Forgiveness ushers in the heights of joy. To be forgiven, to be given a second chance, brings great relief and restoration to the heart. Yom Kippur becomes a day of renewed hope and healing through the quality of forgiveness. It stands in stark contrast to Tisha b’Av. On Yom Kippur it is as if God re-marries the people.
And so, in practice, it became the custom to betroth young men and women on Yom Kippur as well as Tu b’Av. But what about Tu b’Av, this day, today? What was especially joyful about it and why were betrothals in the vineyard the way to celebrate?
The Talmud Yerushalmi (Taanit 4:7) relates that after 40 years in the wilderness, it was on the full moon of Tu b’Av that the Israelites discovered that their wanderings had ended and they were finally going to enter the Promised Land. No longer would their family and community members die in the wilderness. God’s forgiveness was now complete. Tu b’Av was declared a holiday, a day to celebrate love and forgiveness, a day to arrange marriages to celebrate a new future.
Tu b’Av comes six days after Tisha b’Av. After everything has been shattered, we reconnect in the human realm. We remember that we are loved and that we have the capacity to love; that we can forgive, and we can be forgiven.
On a personal level, as in a marriage or any long-term relationship, there are times when the connection we feel with our partners may get frayed, when we are not our best selves, and miscommunication can turn to frustration and anger. But when we mutually forgive and are forgiven for our human failings, our imperfections, and when we accept that forgiveness, really take in that we are forgivable, then love can flow anew, and tears of sorrow become tears of relief and joy. Then, Tisha b’Av becomes Tu b’Av in our hearts.
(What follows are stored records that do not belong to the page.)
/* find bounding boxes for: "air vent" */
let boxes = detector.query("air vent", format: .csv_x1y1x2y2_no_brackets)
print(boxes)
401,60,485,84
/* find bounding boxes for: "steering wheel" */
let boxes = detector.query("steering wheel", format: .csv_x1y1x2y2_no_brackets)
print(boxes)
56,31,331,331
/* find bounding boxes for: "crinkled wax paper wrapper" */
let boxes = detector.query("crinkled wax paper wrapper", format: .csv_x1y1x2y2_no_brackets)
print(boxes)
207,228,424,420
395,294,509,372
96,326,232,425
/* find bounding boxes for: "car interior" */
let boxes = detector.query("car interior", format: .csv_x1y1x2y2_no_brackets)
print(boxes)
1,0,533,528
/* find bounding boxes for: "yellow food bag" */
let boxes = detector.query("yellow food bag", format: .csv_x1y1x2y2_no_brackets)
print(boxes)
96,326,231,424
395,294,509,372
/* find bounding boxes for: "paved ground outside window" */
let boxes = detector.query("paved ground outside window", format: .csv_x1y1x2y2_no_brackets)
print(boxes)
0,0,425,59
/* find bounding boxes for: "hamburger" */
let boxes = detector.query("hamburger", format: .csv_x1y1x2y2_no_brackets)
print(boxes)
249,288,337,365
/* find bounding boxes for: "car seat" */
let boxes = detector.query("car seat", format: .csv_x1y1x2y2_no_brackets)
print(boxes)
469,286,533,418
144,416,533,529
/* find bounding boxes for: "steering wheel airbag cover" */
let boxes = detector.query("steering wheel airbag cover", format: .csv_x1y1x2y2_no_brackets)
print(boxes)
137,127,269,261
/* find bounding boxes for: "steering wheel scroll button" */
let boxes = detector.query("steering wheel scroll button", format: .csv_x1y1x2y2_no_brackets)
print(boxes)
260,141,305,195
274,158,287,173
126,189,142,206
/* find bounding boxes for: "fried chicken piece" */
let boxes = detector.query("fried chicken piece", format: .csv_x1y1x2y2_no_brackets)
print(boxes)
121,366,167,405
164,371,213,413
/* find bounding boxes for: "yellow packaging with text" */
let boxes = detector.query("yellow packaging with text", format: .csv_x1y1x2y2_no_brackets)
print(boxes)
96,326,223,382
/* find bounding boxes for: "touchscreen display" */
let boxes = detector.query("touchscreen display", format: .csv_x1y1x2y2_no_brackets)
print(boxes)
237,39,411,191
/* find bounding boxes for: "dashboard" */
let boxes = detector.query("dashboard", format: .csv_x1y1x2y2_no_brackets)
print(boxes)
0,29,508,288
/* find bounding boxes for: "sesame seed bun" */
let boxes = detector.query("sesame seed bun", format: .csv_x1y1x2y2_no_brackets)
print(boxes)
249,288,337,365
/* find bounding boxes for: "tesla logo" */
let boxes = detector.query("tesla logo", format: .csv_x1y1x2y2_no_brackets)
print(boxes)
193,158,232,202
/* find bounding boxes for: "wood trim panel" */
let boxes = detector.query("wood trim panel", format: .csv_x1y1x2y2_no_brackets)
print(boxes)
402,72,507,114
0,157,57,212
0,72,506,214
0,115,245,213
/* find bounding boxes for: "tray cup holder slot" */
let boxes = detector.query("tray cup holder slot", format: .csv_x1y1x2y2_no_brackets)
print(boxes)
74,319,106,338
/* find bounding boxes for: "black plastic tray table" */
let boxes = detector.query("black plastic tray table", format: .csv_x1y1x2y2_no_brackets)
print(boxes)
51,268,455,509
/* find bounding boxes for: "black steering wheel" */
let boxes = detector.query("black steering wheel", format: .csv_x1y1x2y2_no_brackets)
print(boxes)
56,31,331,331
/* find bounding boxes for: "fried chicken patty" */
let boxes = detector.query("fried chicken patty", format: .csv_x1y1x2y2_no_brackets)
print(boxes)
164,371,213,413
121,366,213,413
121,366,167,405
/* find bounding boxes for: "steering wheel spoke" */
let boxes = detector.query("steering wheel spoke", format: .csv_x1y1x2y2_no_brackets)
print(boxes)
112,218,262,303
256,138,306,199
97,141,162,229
Our Jewish calendar presents us with cycles of transformation, always moving from one state to another. For such is life, an endless process of transformations. And in this place, where we find ourselves this week, six days after our most sorrowful day, our calendar reveals the profound connection between sorrow and joy, each with its own tears, each connected to the other. Kahlil Gibran, a Sufi poet, describes our condition with these words:
Your joy is your sorrow unmasked.
And the selfsame well from which your laughter rises was oftentimes filled with your tears. And how else can it be?
The deeper that sorrow carves into your being, the more joy you can contain.
Is not the cup that holds your wine the very cup that was burned in the potter’s oven? And is not the lute that soothes your spirit, the very wood that was hollowed with knives? When you are joyous, look deep into your heart and you shall find it is only that which has given you sorrow that is giving you joy.
When you are sorrowful look again in your heart, and you shall see that in truth you are weeping for that which has been your delight.
Some of you say, “Joy is greater than sorrow,” and others say, “Nay, sorrow is the greater.” But I say unto you, they are inseparable. Together they come, and when one sits alone with you at your board, remember that the other is asleep upon your bed. Verily you are suspended like scales between your sorrow and your joy.
Only when you are empty are you at standstill and balanced.
And so we flow on. This Shabbat and tomorrow we shall read the first haftarah of nechemtah/of comfort, as we begin to cycle back into connection. From Tisha b’Av to Tu b’Av and on toward a new year, the call to teshuvah holds out the promise of forgiveness and transformation. Our tradition teaches that the transformation from sorrow to joy, from destruction to rebuilding, from death to life is woven through the cycles of time. Therefore, take comfort, comfort my people! Nachamu Nachamu Ami…you have another chance.